What once seemed unsustainable — an indefinite state of neither peace nor war — became the norm. Both countries hosted guerrilla groupscommitted to overthrowing the other one’s government. They cynically fought a proxy war in neighboring Somalia. There were repeated flare-ups at their border, triggering apocalyptic predictions that Ethiopia and Eritrea were going to fight again, and next time to the bitter end.
Legally, Ethiopia clearly was in breach, having committed in the 2000 peace deal, like Eritrea, to uphold whatever decision the boundary commission issued. The United Nations, the European Union, the Organization of African Unity (now the African Union) and the United States had pledged to act as guarantors, and so were also in the wrong. Eritrea, for its part, had good reason as a fledgling country to crave international recognition for its borders.
But given the choice between a giant traditional ally led by an emollient prime minister and a tiny new-kid-on-the-block with a notoriously prickly president, the major Western powers opted to side with the bigger player — and all the more readily because it cast itself as an ally in the fight against Islamist terrorism.
So what prompted Ethiopia’s announcement this week? Age and sickness is one answer. Over the years, local analysts and former guerrilla fighters have told me that Ethiopia’s dispute with Eritrea was partly being kept alive by animosity between the two countries’ longtime leaders and their immediate entourages.

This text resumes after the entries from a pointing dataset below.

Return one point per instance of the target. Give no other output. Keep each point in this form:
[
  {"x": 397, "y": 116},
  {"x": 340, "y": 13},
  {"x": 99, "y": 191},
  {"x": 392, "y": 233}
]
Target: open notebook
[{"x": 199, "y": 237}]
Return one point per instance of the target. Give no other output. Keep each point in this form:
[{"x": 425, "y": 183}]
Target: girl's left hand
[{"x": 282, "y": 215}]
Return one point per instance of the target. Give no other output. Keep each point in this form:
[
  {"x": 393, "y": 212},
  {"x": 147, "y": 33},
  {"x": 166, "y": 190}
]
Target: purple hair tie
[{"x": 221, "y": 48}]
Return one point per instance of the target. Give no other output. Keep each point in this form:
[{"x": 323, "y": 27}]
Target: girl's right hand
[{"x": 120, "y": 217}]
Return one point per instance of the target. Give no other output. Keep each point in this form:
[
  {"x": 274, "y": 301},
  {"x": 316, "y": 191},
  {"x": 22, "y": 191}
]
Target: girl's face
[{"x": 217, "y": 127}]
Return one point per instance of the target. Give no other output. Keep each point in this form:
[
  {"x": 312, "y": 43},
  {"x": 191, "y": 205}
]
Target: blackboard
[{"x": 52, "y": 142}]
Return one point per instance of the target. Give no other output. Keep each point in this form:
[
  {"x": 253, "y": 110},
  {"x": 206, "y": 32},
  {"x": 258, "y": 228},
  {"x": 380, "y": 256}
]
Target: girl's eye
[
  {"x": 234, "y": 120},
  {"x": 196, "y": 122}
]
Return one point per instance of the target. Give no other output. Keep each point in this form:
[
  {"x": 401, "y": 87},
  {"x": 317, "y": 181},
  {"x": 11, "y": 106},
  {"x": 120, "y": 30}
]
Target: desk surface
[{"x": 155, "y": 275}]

Years ago, Meles Zenawi and Isaias Afewerki, whose families both hail from the Tigray region that straddles the border, joined the forces of their rebel movements against Ethiopia’s Marxist dictator Mengistu Haile Mariam. They managed to oust him in 1991, paving the way for Eritrea’s formal independence from Ethiopia in 1993 — and then Mr. Meles’s rise to prime minister of Ethiopia and Mr. Isaias’s to president of Eritrea.